En fonction des variétés, les sites de fructification principaux peuvent varier, ce qui influencera les choix pour la taille. Rappelons que le pêcher produit uniquement sur du bois d’un an !
Un mot sur la conduite du pommier
Les pommiers peuvent avoir des ports très différents en fonction de la variété, de très érigé à retombant.
L’auteur conseille de laisser libre le jeune pommier. Une exception, qui m’intéresse particulièrement, car j’ai quelques jeunes pommiers érigés qui me donnent envie de mettre place cette pratique : plier les branches érigées qui « concurrencent » l’axe, en les forçant à s’incliner à l’horizontal ou vers le bas. Ce serait optimal pour favoriser la production fruitière (et il y a là toute une science), mais ça m’intéresse aussi pour des raisons d’accès : je préfère ramasser des pommes sur des branches ployant vers le sol que sur de hautes branches érigées.
Un dernier point : l’importance de l’éclaircissage. Le pommier gala se trouvant sur la photo, derrière le livre, est un exemple de manque d’éclaircissage. Il n’a jamais été aussi chargé que cette année, j’en avais bien conscience, j’ai donc enlevé une partie des pommes il y a plusieurs mois, mais ce n’était pas suffisant.

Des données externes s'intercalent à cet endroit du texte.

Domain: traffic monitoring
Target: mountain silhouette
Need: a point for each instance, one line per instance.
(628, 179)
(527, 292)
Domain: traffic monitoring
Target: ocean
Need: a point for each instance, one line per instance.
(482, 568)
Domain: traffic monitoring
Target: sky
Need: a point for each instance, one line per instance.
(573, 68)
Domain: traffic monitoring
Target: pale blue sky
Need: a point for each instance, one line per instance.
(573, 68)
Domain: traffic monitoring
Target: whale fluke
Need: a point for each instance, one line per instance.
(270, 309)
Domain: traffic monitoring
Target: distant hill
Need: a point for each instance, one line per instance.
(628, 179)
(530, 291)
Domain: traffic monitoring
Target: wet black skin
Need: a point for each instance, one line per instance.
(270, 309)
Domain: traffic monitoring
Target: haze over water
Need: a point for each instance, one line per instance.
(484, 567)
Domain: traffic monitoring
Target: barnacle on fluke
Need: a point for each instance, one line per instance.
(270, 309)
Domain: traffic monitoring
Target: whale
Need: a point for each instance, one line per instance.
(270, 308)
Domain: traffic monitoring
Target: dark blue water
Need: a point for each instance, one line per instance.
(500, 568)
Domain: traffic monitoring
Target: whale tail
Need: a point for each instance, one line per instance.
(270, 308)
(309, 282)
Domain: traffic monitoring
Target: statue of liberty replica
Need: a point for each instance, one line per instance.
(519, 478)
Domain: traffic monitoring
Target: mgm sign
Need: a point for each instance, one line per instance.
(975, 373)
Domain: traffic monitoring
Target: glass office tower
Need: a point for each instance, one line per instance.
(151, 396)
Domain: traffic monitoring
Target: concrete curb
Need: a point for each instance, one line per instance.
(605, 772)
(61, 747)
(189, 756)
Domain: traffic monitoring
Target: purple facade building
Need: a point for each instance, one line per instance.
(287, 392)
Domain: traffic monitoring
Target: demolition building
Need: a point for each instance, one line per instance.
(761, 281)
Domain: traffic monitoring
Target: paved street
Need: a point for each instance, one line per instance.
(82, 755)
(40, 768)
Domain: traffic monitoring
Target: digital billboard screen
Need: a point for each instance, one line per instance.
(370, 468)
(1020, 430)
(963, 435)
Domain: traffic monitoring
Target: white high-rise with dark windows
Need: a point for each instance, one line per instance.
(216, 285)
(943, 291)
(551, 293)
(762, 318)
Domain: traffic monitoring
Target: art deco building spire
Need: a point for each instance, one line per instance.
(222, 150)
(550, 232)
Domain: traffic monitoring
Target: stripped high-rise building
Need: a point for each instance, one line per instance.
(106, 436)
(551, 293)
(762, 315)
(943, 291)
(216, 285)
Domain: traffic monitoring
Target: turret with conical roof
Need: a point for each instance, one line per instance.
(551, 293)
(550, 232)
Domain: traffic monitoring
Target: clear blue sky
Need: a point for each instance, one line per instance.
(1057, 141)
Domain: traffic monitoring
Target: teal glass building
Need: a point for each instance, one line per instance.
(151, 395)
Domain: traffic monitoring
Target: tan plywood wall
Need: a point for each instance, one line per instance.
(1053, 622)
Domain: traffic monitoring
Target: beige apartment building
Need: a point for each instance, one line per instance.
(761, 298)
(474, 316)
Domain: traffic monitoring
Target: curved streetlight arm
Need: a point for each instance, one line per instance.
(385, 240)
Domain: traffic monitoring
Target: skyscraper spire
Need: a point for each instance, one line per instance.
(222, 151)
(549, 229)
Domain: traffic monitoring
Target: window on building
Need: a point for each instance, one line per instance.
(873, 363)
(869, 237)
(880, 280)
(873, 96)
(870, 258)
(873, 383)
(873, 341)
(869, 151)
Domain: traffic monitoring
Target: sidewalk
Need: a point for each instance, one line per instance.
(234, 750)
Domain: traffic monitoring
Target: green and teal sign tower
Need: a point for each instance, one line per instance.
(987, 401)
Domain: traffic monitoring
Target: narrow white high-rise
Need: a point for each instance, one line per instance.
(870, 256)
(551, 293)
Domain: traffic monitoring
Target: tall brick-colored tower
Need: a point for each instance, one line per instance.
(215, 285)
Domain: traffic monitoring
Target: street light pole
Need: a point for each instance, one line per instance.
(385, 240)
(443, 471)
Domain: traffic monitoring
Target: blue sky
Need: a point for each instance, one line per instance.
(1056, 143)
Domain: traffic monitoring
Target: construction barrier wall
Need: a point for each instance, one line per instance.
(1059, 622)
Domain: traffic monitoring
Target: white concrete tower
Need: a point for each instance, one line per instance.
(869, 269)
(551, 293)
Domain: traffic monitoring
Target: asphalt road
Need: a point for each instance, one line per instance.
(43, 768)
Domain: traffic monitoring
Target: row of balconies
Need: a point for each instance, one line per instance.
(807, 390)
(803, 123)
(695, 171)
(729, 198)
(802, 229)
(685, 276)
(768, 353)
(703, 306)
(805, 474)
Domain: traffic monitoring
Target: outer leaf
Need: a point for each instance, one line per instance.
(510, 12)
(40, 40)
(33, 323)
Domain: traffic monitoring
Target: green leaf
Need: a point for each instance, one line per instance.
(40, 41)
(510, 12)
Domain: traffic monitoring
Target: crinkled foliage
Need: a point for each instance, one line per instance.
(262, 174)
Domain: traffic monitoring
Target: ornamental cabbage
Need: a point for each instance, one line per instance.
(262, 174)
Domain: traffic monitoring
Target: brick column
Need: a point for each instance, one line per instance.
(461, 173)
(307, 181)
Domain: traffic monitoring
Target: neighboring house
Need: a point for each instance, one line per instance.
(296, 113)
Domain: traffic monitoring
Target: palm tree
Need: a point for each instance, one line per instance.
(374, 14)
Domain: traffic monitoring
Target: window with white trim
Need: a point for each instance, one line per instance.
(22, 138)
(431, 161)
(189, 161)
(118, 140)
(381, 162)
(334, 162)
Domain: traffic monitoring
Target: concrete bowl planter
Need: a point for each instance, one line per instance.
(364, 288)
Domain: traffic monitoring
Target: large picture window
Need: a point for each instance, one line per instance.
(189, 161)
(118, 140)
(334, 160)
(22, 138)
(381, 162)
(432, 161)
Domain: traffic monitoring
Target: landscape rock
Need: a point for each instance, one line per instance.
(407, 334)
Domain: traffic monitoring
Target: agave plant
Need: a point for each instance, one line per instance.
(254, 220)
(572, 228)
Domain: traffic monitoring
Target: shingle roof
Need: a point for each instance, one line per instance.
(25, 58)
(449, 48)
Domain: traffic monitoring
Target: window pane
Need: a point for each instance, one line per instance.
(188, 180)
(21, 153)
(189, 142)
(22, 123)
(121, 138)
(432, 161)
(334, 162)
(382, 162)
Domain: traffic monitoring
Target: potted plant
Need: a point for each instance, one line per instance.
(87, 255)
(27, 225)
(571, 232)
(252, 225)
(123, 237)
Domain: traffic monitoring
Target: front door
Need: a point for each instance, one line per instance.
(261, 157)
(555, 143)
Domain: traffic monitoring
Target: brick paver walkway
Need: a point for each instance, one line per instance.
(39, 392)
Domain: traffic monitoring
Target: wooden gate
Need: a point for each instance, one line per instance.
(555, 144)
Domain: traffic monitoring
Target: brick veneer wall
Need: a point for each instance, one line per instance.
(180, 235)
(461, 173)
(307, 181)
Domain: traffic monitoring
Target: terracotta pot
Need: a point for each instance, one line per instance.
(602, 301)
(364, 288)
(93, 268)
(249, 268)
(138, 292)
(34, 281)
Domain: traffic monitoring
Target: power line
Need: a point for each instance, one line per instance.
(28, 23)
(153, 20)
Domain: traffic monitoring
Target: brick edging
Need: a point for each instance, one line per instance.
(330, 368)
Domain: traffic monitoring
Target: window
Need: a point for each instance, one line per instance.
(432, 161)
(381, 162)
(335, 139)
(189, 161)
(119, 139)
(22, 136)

J’aurais dû en enlever plus. En l’état, les pommes sont trop nombreuses, donc trop petites, et l’arbre est surchargé. Comme il est greffé sur porte-greffe nanifiant, et donc peu ancré, il menace de s’effondrer. A l’inverse, j’ai un gala en pépinière qui est dans sa seconde année, et il donne deux uniques pommes bien plus grosses que n’importe laquelle sur l’arbre mature.